Sara's Networks Class Blog: Anderson

V. Vasudevan, A. Phanishayee, H. Shah, E. Krevat, D. G. Andersen, G. R. Ganger, G. A. Gibson, B. Mueller, "Safe and Effective Fine-grained TCP Retransmissions for Datacenter Communication," ACM SIGCOMM Conference, (August 2009).

One line summary: This paper suggests reducing or eliminating the minimum RTO and enabling fine-grained RTT and RTO measurement and calculation on the order microseconds as a way of eliminating the problem of TCP incast collapse in data centers.

Summary

This paper presents a solution to the TCP incast problem. TCP incast collapse results in severely reduced throughput when multiple senders try to send to a single receiver. The preconditions for TCP incast collapse are: (1) the network must have high bandwidth and low latency with switches that have small buffers, (2) the workload must be a highly parallel barrier synchronization request workload, (3) the servers must return a small amount of data per request (high fan in). An example scenario in which TCP incast collapse occurs is one in which a client sends a request for data that has been partitioned across many servers. The servers all try to respond with their data and overload the client’s buffers. Packets are lost and some servers experience a TCP retransmission timeout (RTO). But the default minimum retransmission timeout is 200ms, so the client must wait at least this long to receive the extra data, even though the client’s link may be idle for most of this waiting time. This results in decreased throughput and link utilization. The authors postulate that in order to prevent TCP incast collapse, the RTO must operate on granularity closer to the RTT of the underlying network, which in datacenters is hundreds of microseconds or less.

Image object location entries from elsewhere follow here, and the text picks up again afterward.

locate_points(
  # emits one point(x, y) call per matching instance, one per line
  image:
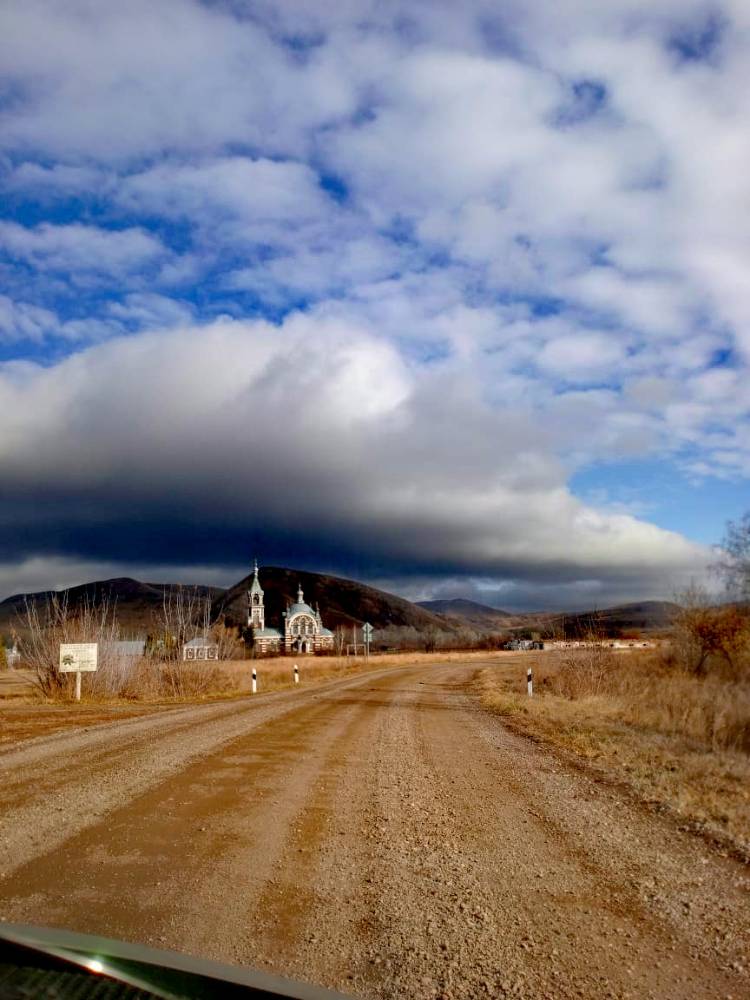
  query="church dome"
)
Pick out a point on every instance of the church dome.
point(299, 607)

The authors demonstrate via a series of simulations and experiments in real clusters that allowing for a minimum RTO on the order of microseconds or eliminating the minimum RTO altogether improves throughput and helps avoid TCP incast collapse. They also experiment with desynchronizing retransmissions by adding a randomizing component. They advocate such desychronization in data centers but note that it is likely unnecessary in the wide-area since different flows have different RTTs and thus different RTOs. The authors explain that it is not enough to lower the minimum RTO but that it is also necessary to enable measurement and computation of the RTT and RTO on a fine-grained level as well. They describe their implementation of fine-grained RTT and RTO computation using Linux high-resolution timers. This involved making modifications to the kernel and the TCP stack.

The authors then discuss whether eliminating the minimum RTO and allowing microsecond retransmissions is appropriate for the wide-area or if such techniques should be limited to the data center. They note two potential conflicts: spurious retransmissions when the network RTT suddenly spikes, and delayed ACKs acting as an additional timeout mechanism in certain situations because the delayed ACK timer is set higher than the RTO. They argue that problems arising from these conflicts don’t occur often and are mitigated by newer TCP features. They perform some wide-area experiments to test this claim and find that spurious retransmissions aren’t an issue and while better performance can be achieved by disabling delayed ACKS, leaving them enabled and with a high timer only slightly harms performance.

Critique

I liked this paper and I think it should remain on the syllabus. I don’t have many criticisms, although I did find it strange that in their wide-area experiments, two different servers experienced almost the exact same distribution of flows. This suggests that something funny might be going on with those experiments. I thought the proposed solution in this paper was good, it would be perfect if enabling fine-grained RTT and RTO measurements and calculation didn’t require special kernel hacking. Perhaps in the future the OS will automatically provide such capabilities. In the meantime, I thought their suggestion of setting the minimum RTO to the lowest value possible was at least a nice practical idea. I also liked how they did both simulations and experiments on a real cluster.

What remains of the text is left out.